If you have it, use it. The reason for recommending light extract is that it gives you more control over your final product because you are controlling the ingredients that make it darker instead of the maltster controlling that part of the process.
 
what boyd said.

I made a Bourbon Imperial Stout & used the extra dark DME. tons of people told me not to use it because of the flavor/color control issue, but it turned out great! then got in tons of arguments about being a "Betty Crocker brewer", but it's your brew. brew it how you like! tons of folks will give you crap about process & ingredients, but end of the fermentation: it's your beer.:rockin:
 
Thanks guys. I have a couple ingredient kits on the shelf starting to get some age, so I wanna combine the good stuff and make a big nasty Imperial out of it. I'll put it in a brew calculator too and tweak from there.
 
I'm working on a stout as well, I have always used one dark and one golden LME. I just figured you used it cause it's a dark beer. So with what you are all saying I can use all golden and just use my specialty grains for color? Would that give it more consistancey?
 
I'm working on a stout as well, I have always used one dark and one golden LME. I just figured you used it cause it's a dark beer. So with what you are all saying I can use all golden and just use my specialty grains for color? Would that give it more consistancey?

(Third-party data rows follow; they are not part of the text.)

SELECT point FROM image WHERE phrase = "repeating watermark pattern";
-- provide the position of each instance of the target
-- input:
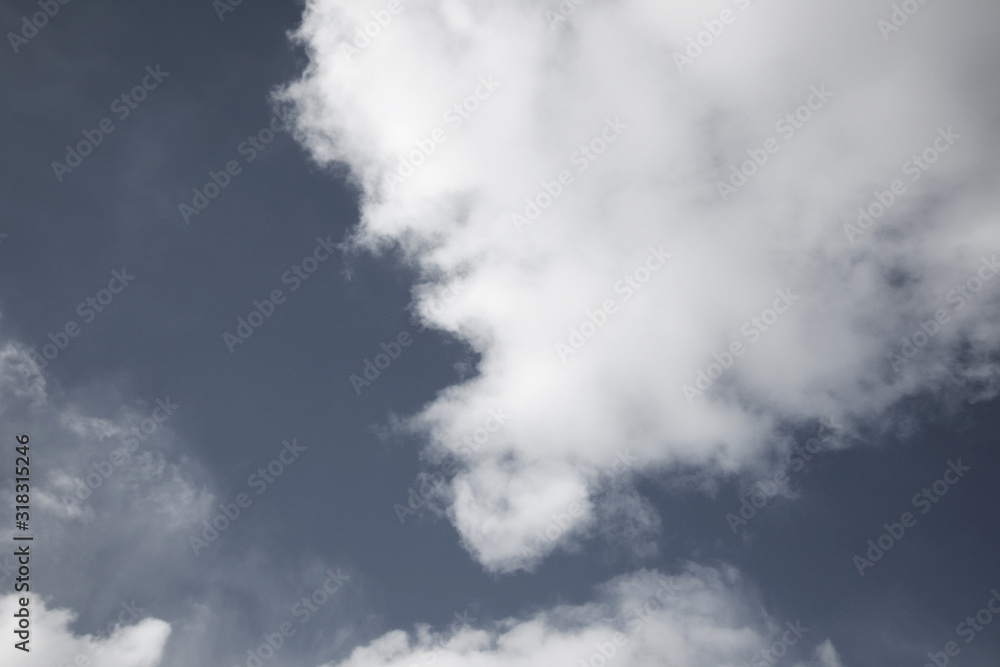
(455, 116)
(705, 39)
(958, 298)
(581, 158)
(31, 25)
(88, 310)
(788, 125)
(753, 329)
(899, 17)
(264, 308)
(924, 500)
(427, 484)
(629, 285)
(761, 493)
(260, 481)
(914, 168)
(122, 106)
(968, 630)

it would give you more control over flavor & color. being constant is more of a fermentation control & boil issue. also keeping your IBU's consistent since AA% can vary quite a bit. are you doing partial or full boil?
 
it would give you more control over flavor & color. being constant is more of a fermentation control & boil issue. also keeping your IBU's consistent since AA% can vary quite a bit. are you doing partial or full boil?


That's good to know. Thanks. I'm doing a full boil. 6 gal boiled down to about 5.
 
I've seen a couple answers about this, but my question is, I'm brewing an Imperial Stout. Most recipes call for Light Extract, but I have some extra Dark extract. Why not use it? Especially in an Imperial Stout. Does it have to do with fermentables?

If you have it use it. I would however make sure to take a refractometer reading during the boil. If your reading is spot on to where your target SG is supposed to be. Add some DME or other fermentable to bump it up a bit.

The problem with these dark LMEs is that there mostly mixed from two different malts or more. Darker LME is not as fermentable as lighter LME.